理由として考えられるのは、まずバイエルン州議会選挙のための布石として、CSUがAfD票を取り戻そうとAfDの主張を横取りしているという側面です。CSUはよく「CSUより右に合法的な政党なし」ということを主張してきました。この主張は、AfDという今のところ合法的な政党の存在によって崩されてしまっています。このため、より右寄りになることでAfDに「不満票」を入れた有権者をCSUに惹きつける戦略を取ったわけですが、あまりにも執拗な難民問題バトルは逆効果だったようで、CSUの支持率は下がり、CSU元党首のホルスト・ゼーホーファーの政治家ランキングはがた落ちしました。
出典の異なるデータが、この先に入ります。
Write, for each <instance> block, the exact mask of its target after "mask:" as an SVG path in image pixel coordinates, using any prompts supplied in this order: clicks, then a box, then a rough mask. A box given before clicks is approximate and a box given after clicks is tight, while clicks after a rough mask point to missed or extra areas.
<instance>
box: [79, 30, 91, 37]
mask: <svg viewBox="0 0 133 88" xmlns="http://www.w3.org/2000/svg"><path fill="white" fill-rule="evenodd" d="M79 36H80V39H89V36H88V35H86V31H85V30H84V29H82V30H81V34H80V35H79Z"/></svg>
もう一つの理由として考えられるのは、国民の目を難民問題に向けることで他の問題から目を逸らさせようとしている政治的意図です。内政問題から目を背けさせるために外敵を作り、それに対して国民を団結させるというのは歴史的によくある政治の常套手段とも言うべきものです。しかし現在ヨーロッパには適した「外敵」が国としては存在しません。その代わりイスラム系テロリストと難民がその役割を果たしていると言えるのではないでしょうか。イスラム系テロリストのスリーパーは既に数年または十何年も前に国内に入っていましたから、「外国籍危険人物の祖国送還」が検討され、新たにそうした危険人物が流入して来ないように入国管理を強化することが検討されるわけです。それらが対策の必要な問題であることは確かですが、これほど国会議論や国民的議論の比重を占めるに値するものであるかどうかについては疑問を差し挟む余地があると思います。

少子化、医師不足や教師不足、介護士・介護ヘルパー不足、所得格差や子供の貧困、老後の貧困などの深刻な内政問題があるのに、そこに割かれる議論の時間や報道の比重が少なすぎる気がします。

「難民」というスケープゴートは、社会の不満分子、特に置いてきぼりにされている下層40%(の少なくとも一部)のガス抜きに利用されている側面もあるようにも思えます。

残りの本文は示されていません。